Define the encryption rule for all fields tagged with PII:

curl --location "$SCHEMA_REGISTRY_URL/subjects/$KAFKA_TOPIC-value/versions" \
--header 'Accept: application/vnd.schemaregistry.v1+json' \
--header 'Content-Type: application/json' \
--data '{
    "ruleSet": {
        "domainRules": [
            {
                "name": "encryptPII",
                "kind": "TRANSFORM",
                "type": "ENCRYPT",
                "mode": "WRITEREAD",
                "tags": [
                    "PII"
                ],
                "params": {
                    "encrypt.kek.name": "'"$AWS_KMS_KEY_NAME"'",
                    "encrypt.kms.key.id": "'"$AWS_KMS_KEY_ID"'",
                    "encrypt.kms.type": "'"$AWS_KMS_TYPE"'"
                },
                "onFailure": "ERROR,NONE"
            }
        ]
    }
}'

💡 Tip: The pattern "'"$VARIABLE"'" is necessary to interpolate shell variables inside JSON strings.

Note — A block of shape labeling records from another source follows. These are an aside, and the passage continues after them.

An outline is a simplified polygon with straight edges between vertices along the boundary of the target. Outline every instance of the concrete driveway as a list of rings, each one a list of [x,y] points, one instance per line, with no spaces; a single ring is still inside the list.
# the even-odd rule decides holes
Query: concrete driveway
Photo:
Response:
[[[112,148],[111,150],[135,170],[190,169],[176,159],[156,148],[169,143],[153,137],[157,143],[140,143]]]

It works by ending the single-quoted JSON string, adding a double-quoted variable, then starting the single-quoted string again.

Verify Configuration

Check that everything is registered correctly:

curl --request GET \
  --url "$SCHEMA_REGISTRY_URL/subjects/$KAFKA_TOPIC-value/versions/latest" | jq

You can also verify in Control Center by navigating to Topics → Your Topic → Schema.

🚀 Running the Demo

Produce Encrypted Data

Ensure your environment variables are loaded (if you haven't already):

set -a
source ../.env
set +a

Run the producer to send data with the encrypted birthday field:

python avro_producer.py

✅ Expected output:

Producing user records to topic csfle-demo. ^C to exit.
PersonalData record b'1' successfully produced to csfle-demo [0] at offset 0
PersonalData record b'2' successfully produced to csfle-demo [0] at offset 1
PersonalData record b'3' successfully produced to csfle-demo [0] at offset 2
...

You can view the encrypted messages in Control Center - the birthday field should appear encrypted.

Consume with Valid Credentials

Run the consumer with valid AWS credentials to see decrypted data:

python avro_consumer.py

✅ Expected output (decrypted birthday):

--- Personal Data ---
  ID:        1
  Name:      Anna
  Birthday:  2025-02-10
  Timestamp: 2025-02-10T15:11:42.477591+00:00
---------------------
--- Personal Data ---
  ID:        2
  Name:      Anna
  Birthday:  2024-02-10
  Timestamp: 2025-02-10T15:11:42.478123+00:00
---------------------
...

🔒 Testing Unauthorized Access

Simulate a scenario where a client without access to the KEK tries to consume the encrypted data by temporarily setting invalid AWS credentials:

# Temporarily override AWS credentials with invalid values
export AWS_SECRET_ACCESS_KEY="invalid_secret_key"
# Change the consumer group ID to re-consume all the messages from the topic
export KAFKA_GROUP_ID="testing-invalid-key"

# Run the consumer - it will fail to decrypt the birthday field
python avro_consumer.py

🔴 Expected output (encrypted birthday remains encrypted):

--- Personal Data ---
  ID:        1
  Name:      Anna
  Birthday:  yabvlkT//S+QDAXP7idIl3wU3pHR8/2oZZA8ORovepAun1eLORo=
  Timestamp: 2025-02-10T15:11:42.476313+00:00
---------------------

This demonstrates that consumers without access to the KEK cannot decrypt fields protected by CSFLE

Restore Valid Credentials

To restore your correct AWS credentials for subsequent operations:

# Re-load environment variables from parent .env to restore correct credentials
set -a
source ../.env
set +a

💡 Remember: Exported variables only affect the current terminal session. If you open a new terminal, you'll need to source .env again.

🧹 Cleanup

To stop and remove all Confluent Platform containers:

cd ..
docker compose down -v

The -v flag removes volumes, which will delete all topic data and Schema Registry data.